- Many investors are selling everything from stocks to bonds to gold in order to raise cash.
- Gold, a classic safe asset, has seen wild swings between $1,450-1,550 an ounce, triggering panic selloff by traders looking to liquidate everything they have to honor their large market positions on borrowed money, essentially, generate cash to pay for the over exposed calls that have made disturbing losses.
- Investors are also looking for companies that have strong balance sheets, less debt, stable cash flows and carrying a respectable dividend yield.
In the age of coronavirus, cash is indeed king.
That's the view, at least, of many major investors, who are selling everything from stocks to bonds to gold in order to raise cash.
Bank of America Merrill Lynch in its March Fund Managers' Survey indicated that month over month, cash among funds has seen the 4th largest monthly jump in the survey's history, from 4 percent to 5.1 percent. Like buy-side fund managers, sell-side advisors also feel the need to be conservative, waiting on the sidelines for the market selloff to settle.
Jonathan Pain of the Pain Report markets newsletter, who called the selloff on February 24, told CNBC on Monday that he is seeing "a mad rush for cash." The spike in bond yields, with 10-year rising above 1.2% and the 30-year more than doubling in the last few days, marks only the latest way that the typical correlations between assets are breaking down.

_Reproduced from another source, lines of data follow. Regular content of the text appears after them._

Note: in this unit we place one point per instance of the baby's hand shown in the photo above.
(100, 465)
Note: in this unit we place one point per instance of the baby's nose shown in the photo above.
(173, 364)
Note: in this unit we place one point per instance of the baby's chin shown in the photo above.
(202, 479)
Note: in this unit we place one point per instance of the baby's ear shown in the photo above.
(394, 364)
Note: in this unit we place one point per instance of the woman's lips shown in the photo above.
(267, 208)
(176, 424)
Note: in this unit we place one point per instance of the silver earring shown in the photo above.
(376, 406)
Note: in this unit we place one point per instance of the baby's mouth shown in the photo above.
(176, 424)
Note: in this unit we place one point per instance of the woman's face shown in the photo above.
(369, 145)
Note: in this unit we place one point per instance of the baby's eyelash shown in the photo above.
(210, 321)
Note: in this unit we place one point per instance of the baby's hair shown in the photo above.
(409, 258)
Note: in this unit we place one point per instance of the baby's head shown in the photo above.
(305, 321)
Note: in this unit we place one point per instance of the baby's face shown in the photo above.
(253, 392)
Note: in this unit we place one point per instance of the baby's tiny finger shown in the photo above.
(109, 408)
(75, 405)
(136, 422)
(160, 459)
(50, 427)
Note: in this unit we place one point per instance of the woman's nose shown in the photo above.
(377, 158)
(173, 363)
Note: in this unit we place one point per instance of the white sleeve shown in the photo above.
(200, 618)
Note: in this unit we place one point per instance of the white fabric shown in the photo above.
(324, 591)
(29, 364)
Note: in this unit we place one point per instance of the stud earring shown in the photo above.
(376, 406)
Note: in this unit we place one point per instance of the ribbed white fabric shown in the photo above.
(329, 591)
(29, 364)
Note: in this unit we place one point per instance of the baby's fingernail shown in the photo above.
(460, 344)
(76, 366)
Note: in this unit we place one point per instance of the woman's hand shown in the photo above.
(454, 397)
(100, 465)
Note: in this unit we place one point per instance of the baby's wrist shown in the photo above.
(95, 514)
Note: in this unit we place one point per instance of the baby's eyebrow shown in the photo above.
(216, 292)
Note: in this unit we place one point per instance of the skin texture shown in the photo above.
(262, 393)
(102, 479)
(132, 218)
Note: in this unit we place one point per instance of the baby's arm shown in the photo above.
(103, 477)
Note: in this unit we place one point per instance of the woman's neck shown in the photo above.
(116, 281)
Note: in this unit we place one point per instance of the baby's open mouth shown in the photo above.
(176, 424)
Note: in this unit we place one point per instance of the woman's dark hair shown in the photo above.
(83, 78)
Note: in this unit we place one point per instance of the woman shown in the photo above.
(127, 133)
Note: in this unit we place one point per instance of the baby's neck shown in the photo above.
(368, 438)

Gold, a classic "safe" asset, has seen wild swings between $1,450 and $1,550 an ounce, triggering panic selloff by traders looking to liquidate everything they have in order to honor large market positions on borrowed money. Essentially, they need to generate cash to pay for the over-exposed calls that have generated losses.
The big problem for world markets right now is that there just aren't enough dollars to go around.

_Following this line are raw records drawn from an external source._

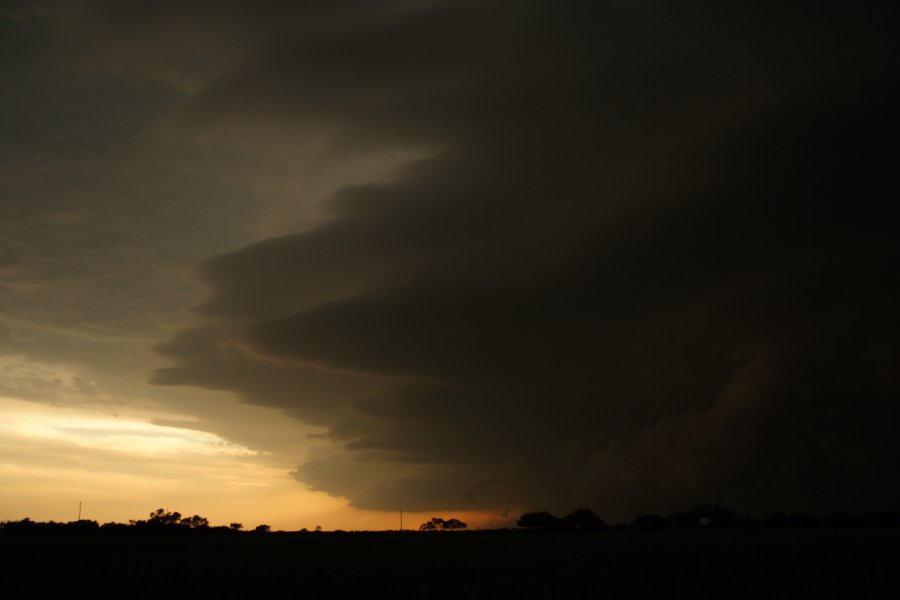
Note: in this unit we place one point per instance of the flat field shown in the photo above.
(815, 563)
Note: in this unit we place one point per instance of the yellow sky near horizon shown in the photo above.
(57, 457)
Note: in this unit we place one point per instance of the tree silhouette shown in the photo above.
(195, 522)
(439, 524)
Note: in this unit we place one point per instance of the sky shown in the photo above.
(315, 263)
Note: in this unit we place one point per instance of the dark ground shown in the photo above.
(815, 563)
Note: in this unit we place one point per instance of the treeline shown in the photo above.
(710, 516)
(584, 520)
(160, 520)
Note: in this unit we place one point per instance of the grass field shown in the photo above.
(815, 563)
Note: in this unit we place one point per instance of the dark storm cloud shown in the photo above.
(647, 262)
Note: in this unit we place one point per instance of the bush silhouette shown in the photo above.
(439, 524)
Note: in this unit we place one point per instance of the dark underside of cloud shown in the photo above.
(651, 261)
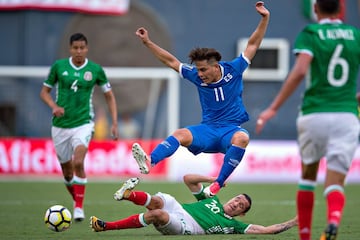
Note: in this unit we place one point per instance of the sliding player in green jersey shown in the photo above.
(328, 124)
(206, 216)
(73, 114)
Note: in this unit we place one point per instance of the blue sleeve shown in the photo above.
(240, 63)
(190, 73)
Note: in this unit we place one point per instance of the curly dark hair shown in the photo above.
(199, 54)
(78, 37)
(328, 6)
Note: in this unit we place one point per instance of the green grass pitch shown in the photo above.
(23, 205)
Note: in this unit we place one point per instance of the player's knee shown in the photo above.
(184, 136)
(158, 217)
(240, 139)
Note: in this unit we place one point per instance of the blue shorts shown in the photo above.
(212, 139)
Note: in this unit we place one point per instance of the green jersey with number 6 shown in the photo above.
(75, 86)
(335, 51)
(210, 215)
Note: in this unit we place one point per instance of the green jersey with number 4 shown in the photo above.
(332, 83)
(75, 86)
(210, 215)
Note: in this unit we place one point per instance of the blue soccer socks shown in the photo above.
(165, 149)
(232, 159)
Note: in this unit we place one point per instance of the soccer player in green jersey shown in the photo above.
(169, 217)
(73, 114)
(327, 124)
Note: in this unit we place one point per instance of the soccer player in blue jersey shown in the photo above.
(220, 87)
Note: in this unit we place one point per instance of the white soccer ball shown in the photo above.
(57, 218)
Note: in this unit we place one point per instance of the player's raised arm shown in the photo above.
(259, 33)
(164, 56)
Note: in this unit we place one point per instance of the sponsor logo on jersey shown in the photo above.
(88, 76)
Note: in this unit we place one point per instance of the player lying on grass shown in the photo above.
(169, 217)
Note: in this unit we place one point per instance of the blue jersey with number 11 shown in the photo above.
(221, 102)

That's one reason the greenback just crossed the 101.45 mark against a basket of currencies, despite the Fed funds rate going down to near zero. Divya Devesh, Asia foreign exchange strategist at Standard Chartered, told CNBC's "Street Signs" on Wednesday that even though the Fed has rolled out a $700 billion asset purchase program, the bond market doesn't foresee inflation rising.
Inflation risk is off the table because of the unprecedented crash in oil prices.
The traditional inverse relationship between bonds and stocks has broken in the ongoing selloff. Morgan Stanley in a research note pointed out that the less power bonds have as a hedge for a portfolio, the less overall risk a portfolio should take.
In summary, bonds can no longer cushion portfolios in bear markets where stocks are seeing clear capitulation.
Speaking about desirable cash levels, Gary Dugan, CEO of Purple Asset Management didn't mince his words when he spoke to CNBC on Monday: "Whatever number you have got, double it. If you are at 10 percent, make it 20 percent."
Cash is king not only for investors, but also for businesses. Looking for companies that have strong balance sheets, less debt, stable cash flows and carrying a respectable dividend yield are the preferred plays.
Some fund managers, such as Sat Duhra from Janus Henderson, believe the most attractive sectors in Asia are REITs, telecom and infrastructure assets. "These sectors remain favored in times of extreme volatility and sharp market draw-downs, given their defensive nature," he said.
All that said, there certainly are a lot of contrarian bets out there.
Other assets that are drawing investor interest include China A-shares. The Chinese yuan — both offshore and onshore — is also gaining investors.
Some analysts say outright that they don't feel cash is such a great idea.
"Raising cash when the S&P 500 is already off 28 percent from its peak doesn't seem the most appropriate strategy now," Kelvin Tay, regional chief investment officer of UBS Global Wealth Management, told CNBC via email. "Since 1945, the average drawdown in bear markets has been 34.5%."
Applying that calculation to today's markets would imply the S&P 500 index bottoming out at around 2,200 — or another 8 percent from current levels. But no one can be certain, of course. Trying to time the market and buy at the bottom is not a viable strategy when the closely followed volatility index from the Chicago Board Options Exchange, the VIX, is at record highs.
Kelvin said he believes the opportunities could lie in the tech sector — online companies, e-commerce giants, 5G companies and cloud computing firms could be winners in a further market retreat.
That would be a "smarter" strategy, he said, than raising cash.